# Impudicus digitus



## aefrizzo

*B.* *Transf.*: “digitus,” i. e. _the middle finger_, *Mart. 6, 70, 5*:

While checking out on the L&S the respective prevalence of words like *im/in*pudens,* im/in*probus, *im/in*pudicus etc.., I found the above line. Is it really so old a gesture or have I to blame my dirty mind?


----------



## exgerman

It's really that old. After all, the gesture is not arbitrary, but used to indicate a real activity --- one in which people engaged even way back then.

I understand that there is a similar gesture in Italian that uses the entire forearm.


----------



## wandle

This entry in L&S gives as names for the middle finger _*medius*_ and _*infamis*_ as well as _*impudicus*_.


----------



## aefrizzo

*Grazie, ragazzi.*
I used to look at this gesture as something imported through A/E movies  and TV, now it turns up to be "civis romanus".


exgerman said:


> I understand that there is a similar gesture in Italian that uses the entire forearm.


I am much more familiar with this "gesto dell'ombrello". I wonder whether it has too a latin "noble" translation.


----------



## wtrmute

There is an epigram by Martial (6, 70) where his subject "... _ostendit digitum sed impudicum..._" towards his doctors.  So yes, the gesture is really that old.

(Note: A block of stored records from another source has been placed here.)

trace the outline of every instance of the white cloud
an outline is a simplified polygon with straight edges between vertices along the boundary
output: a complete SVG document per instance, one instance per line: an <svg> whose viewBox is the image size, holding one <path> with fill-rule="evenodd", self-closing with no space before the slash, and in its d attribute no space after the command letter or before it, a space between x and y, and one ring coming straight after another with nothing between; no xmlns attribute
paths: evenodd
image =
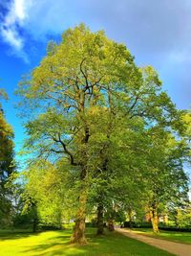
<svg viewBox="0 0 191 256"><path fill-rule="evenodd" d="M24 52L25 39L19 33L19 27L22 28L29 17L28 12L32 2L34 1L13 0L11 2L8 6L8 13L0 26L3 40L10 44L13 53L25 61L28 61Z"/></svg>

Source: http://penelope.uchicago.edu/Thayer/E/Journals/CJ/47/2/Roman_Elementary_Mathematics*.html


----------



## aefrizzo

wtrmute said:


> Source: http://penelope.uchicago.edu/Thayer/E/Journals/CJ/47/2/Roman_Elementary_Mathematics*.html



A Brave New (for me) World. Thanks.


----------



## giginho

Ave!

digitus impudicus is older than Rome; it comes from Greece (not Varoufakis, of course!) where it was called: καταπῡ́γων. If you can understand Italian, you can check this out


----------



## aefrizzo

Grazie, Giginho.
Fortunately your link is easy to read in several languages, english included.


----------